Phlegm and catarrh in children's ears

Remedies: how to help a child with phlegm

A humid environment and an increase intake of liquids are among the main remedies for treating the accumulation of mucus in the ears, also known as ear catarrh or tubal phlegm.

What causes catarrh in kids?

Changes in the mucosa of the middle ear is a typical trigger of inflammation with redness, flaking of the epithelium and serous drainage that often collects in small amounts without totally occupying the eardrum case.

The presence of phlegm in the middle ear results in a sensation of auricular congestion, reduced hearing ability, autophonia, and tinnitus. However, fever is not a common symptom. The main cause of mucus accumulation in the ears is catarrhal otitis, which can be traced to bacteria or viruses often sustained by subjective factors (age, immune status) and local factors (formations of the middle ear, adenoid hypertrophy, structure of the Eustachian tube, allergic diathesis, malformation of the palate).

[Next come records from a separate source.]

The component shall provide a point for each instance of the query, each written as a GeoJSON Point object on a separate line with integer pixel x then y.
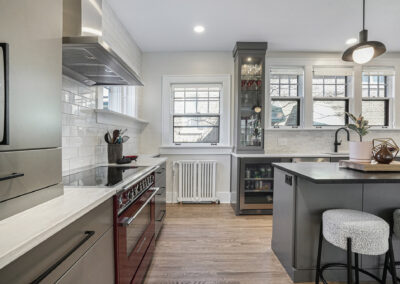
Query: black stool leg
{"type": "Point", "coordinates": [385, 267]}
{"type": "Point", "coordinates": [357, 268]}
{"type": "Point", "coordinates": [349, 263]}
{"type": "Point", "coordinates": [392, 261]}
{"type": "Point", "coordinates": [317, 273]}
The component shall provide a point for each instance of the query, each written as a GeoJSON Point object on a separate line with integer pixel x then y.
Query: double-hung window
{"type": "Point", "coordinates": [376, 93]}
{"type": "Point", "coordinates": [196, 113]}
{"type": "Point", "coordinates": [286, 91]}
{"type": "Point", "coordinates": [331, 90]}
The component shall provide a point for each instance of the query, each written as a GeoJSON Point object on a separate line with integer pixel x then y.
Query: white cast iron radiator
{"type": "Point", "coordinates": [196, 181]}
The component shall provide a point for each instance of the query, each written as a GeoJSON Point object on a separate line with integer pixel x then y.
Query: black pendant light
{"type": "Point", "coordinates": [365, 50]}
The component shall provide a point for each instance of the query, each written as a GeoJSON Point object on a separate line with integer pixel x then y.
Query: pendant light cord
{"type": "Point", "coordinates": [363, 14]}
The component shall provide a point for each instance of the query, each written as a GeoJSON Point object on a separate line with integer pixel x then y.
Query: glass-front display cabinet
{"type": "Point", "coordinates": [249, 96]}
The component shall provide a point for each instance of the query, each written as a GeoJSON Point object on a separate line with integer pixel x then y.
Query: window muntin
{"type": "Point", "coordinates": [329, 86]}
{"type": "Point", "coordinates": [285, 86]}
{"type": "Point", "coordinates": [330, 95]}
{"type": "Point", "coordinates": [375, 99]}
{"type": "Point", "coordinates": [196, 113]}
{"type": "Point", "coordinates": [330, 112]}
{"type": "Point", "coordinates": [282, 85]}
{"type": "Point", "coordinates": [285, 112]}
{"type": "Point", "coordinates": [375, 111]}
{"type": "Point", "coordinates": [374, 86]}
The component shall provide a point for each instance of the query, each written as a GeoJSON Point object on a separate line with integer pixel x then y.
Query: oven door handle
{"type": "Point", "coordinates": [153, 169]}
{"type": "Point", "coordinates": [127, 221]}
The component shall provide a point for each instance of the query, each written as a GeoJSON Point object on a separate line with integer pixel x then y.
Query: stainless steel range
{"type": "Point", "coordinates": [134, 216]}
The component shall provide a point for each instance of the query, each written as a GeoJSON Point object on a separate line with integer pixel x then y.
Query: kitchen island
{"type": "Point", "coordinates": [303, 191]}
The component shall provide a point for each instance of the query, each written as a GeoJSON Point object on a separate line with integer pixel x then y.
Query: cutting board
{"type": "Point", "coordinates": [370, 166]}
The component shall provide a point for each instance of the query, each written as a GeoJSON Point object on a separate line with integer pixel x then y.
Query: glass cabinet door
{"type": "Point", "coordinates": [256, 185]}
{"type": "Point", "coordinates": [251, 102]}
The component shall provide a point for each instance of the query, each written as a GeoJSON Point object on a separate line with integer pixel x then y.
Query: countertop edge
{"type": "Point", "coordinates": [335, 181]}
{"type": "Point", "coordinates": [34, 240]}
{"type": "Point", "coordinates": [288, 155]}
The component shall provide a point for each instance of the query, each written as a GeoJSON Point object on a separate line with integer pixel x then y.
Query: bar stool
{"type": "Point", "coordinates": [396, 232]}
{"type": "Point", "coordinates": [356, 232]}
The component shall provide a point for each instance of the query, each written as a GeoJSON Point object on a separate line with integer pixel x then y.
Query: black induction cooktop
{"type": "Point", "coordinates": [100, 176]}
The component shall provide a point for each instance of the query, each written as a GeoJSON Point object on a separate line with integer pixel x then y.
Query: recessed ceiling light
{"type": "Point", "coordinates": [352, 40]}
{"type": "Point", "coordinates": [198, 29]}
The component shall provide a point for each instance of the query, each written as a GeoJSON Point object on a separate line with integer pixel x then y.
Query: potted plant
{"type": "Point", "coordinates": [359, 150]}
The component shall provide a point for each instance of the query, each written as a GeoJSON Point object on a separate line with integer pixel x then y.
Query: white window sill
{"type": "Point", "coordinates": [106, 116]}
{"type": "Point", "coordinates": [195, 149]}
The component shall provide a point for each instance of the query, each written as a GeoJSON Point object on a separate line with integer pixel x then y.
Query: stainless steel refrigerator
{"type": "Point", "coordinates": [30, 103]}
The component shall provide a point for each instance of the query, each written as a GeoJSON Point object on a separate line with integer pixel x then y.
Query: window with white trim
{"type": "Point", "coordinates": [376, 93]}
{"type": "Point", "coordinates": [196, 113]}
{"type": "Point", "coordinates": [286, 91]}
{"type": "Point", "coordinates": [330, 90]}
{"type": "Point", "coordinates": [121, 99]}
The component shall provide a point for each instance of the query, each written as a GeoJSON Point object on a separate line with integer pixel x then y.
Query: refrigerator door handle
{"type": "Point", "coordinates": [11, 176]}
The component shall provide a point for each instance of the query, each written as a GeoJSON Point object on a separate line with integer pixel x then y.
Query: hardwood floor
{"type": "Point", "coordinates": [208, 244]}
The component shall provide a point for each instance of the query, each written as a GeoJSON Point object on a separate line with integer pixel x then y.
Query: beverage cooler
{"type": "Point", "coordinates": [253, 185]}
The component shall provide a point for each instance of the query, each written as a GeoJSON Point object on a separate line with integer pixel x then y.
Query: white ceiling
{"type": "Point", "coordinates": [287, 25]}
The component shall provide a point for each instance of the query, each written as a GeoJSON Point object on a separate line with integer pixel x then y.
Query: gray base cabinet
{"type": "Point", "coordinates": [96, 265]}
{"type": "Point", "coordinates": [161, 197]}
{"type": "Point", "coordinates": [298, 207]}
{"type": "Point", "coordinates": [69, 252]}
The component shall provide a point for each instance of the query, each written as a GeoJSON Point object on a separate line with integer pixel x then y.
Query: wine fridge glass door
{"type": "Point", "coordinates": [3, 92]}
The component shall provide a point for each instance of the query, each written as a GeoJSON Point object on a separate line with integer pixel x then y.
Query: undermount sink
{"type": "Point", "coordinates": [337, 154]}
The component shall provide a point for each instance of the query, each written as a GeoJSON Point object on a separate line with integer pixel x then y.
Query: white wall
{"type": "Point", "coordinates": [117, 37]}
{"type": "Point", "coordinates": [154, 66]}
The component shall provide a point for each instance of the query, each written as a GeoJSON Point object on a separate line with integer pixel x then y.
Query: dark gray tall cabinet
{"type": "Point", "coordinates": [249, 96]}
{"type": "Point", "coordinates": [251, 184]}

Getting examined by a specialist is key during the condition’s early phase, on account of symptoms being almost imperceptible on some patients and, in addition to possible hearing damage, this condition could be deceptively affecting, reducing, or delaying a child’s learning ability.

It will be the physician's task, after the examination, to diagnose the adequate treatment. The assessment involves an exam that offers direct vision of the ear canal and the eardrum membrane (otoscopy), which may appear reddened and retracted, and the performance of instrumental tests (audiometry and tympanometry) that confirm the presence of catarrh.

How do you treat catarrh in children?

General mucolytics, immunomodulators, anti-catarrh and anti-allergy vaccines are the most common remedies for this condition. Nasal washes with saline or sterile seawater facilitate nasal breathing and middle ear ventilation. Aerosol therapy with specific mucolytics and corticosteroids, which can be done at home, can facilitate the drainage of mucus and clear the middle ear and tube. Only under special conditions (fever, intense pain, or suspicion of transformation to purulent otitis) are antibiotics used for at least one week.

If the presence of catarrh persists for an extended period, it is best to resort first to thermal therapy to restore tubal permeability and mucosal trophism. For instance, crenotherapy favourably modifies the tissue and humoral conditions of this acute, chronic, or relapsing inflammatory/dysreactive state of the nasopharyngeal, tubal and middle ear mucosa. The mineral waters used for this type of otolaryngological therapy are sulfuric which means that they are anticatarrhal, antiseptic, antiphlogistic as well as antiallergic. 

Endotubaric insufflations or politzer inhalations, performed by means of a simple tubal catheterization, are based on the same principle as humage (sulphur gas released by bubbling air in thermal water). The purpose is to restore patency of the tube obstructed by mucus, clear the middle ear of mucus, and restore pressure in the middle ear, which must be in balance with external pressure. Insufflation is usually preceded by warm-humid inhalations and aerosol treatments and nebulisations, using thermal sulfuric water. In cases where the above treatments fail and the adenoid hypertrophy is severe, an adenectomy, which is often tied to a tonsillectomy, may be required. 

Another, less popular, treatment option is evacuative paracentesis, a procedure that consists in a perforation with a needle or a catheter of the peritoneal cavity to obtain ascitic fluid, followed up by a trans tympanic drainage. Currently, this procedure is quite controversial, on account of the natural evolution of otitis media catarrhalis, which can improve especially once the age of puberty is reached, and the low success rate of this procedure.